Covariance and correlation coefficient measure essentially the same effect: How 'linked'[1,2] are two variables, i.e. if $X$ increases, how much will $Y$ increase on average?
The problem with covariance is that its value depends on the scales of the two variables: The value of the covariance doesn't tell you much if you don't also know over what range $X$ and $Y$ vary. Therefore, you don't know whether $X$ is more 'linked' with $Y$ or with $Z$ if you only know that, say, $cov(X,Y)=1000$ and $cov(X,Z)=0.1$. Maybe $Y$ is income in dollars (with big spreads), and $Z$ is percentage of time spent brushing teeth (very small spreads) -- then $X$ (amount spent on toothbrushes) may be more linked to $Z$, although the covariance value is quite lower .
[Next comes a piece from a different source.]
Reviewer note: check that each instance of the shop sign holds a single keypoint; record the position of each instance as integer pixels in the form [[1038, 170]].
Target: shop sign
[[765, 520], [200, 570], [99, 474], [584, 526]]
To account for that, the correlation coefficient norms the covariance: We divide the covariance by the spreads (measured as standard deviations) of $X$ and $Y$. If you do the math (or run some simulations), you'll see that the correlation coefficient ranges from -1 (complete negative dependence) over 0 (no [linear] dependence) to 1 (complete positive dependence). Thus, it's possible to compare the degrees of 'linkage' between different pairs of variables. And after you've used them for a while, you get a feeling for how much 'linkage' exists for a certain correlation coefficient.
 I'd normally use 'correlated' instead of 'linked', but that might be confused with the correlation coefficient in this answer.
 To be more precise: 'linearly linked'. There are lots of examples where there is a clear relationship between $X$ and $Y$, but their correlation (and thus covariance) is zero, e.g. if the scatter plot of the two variables looks like a circle or a cross.
 And the covariance values will change if you change the units of the variables, e.g. if you express $Y$ in milliseconds or $Z$ in fraction of average income.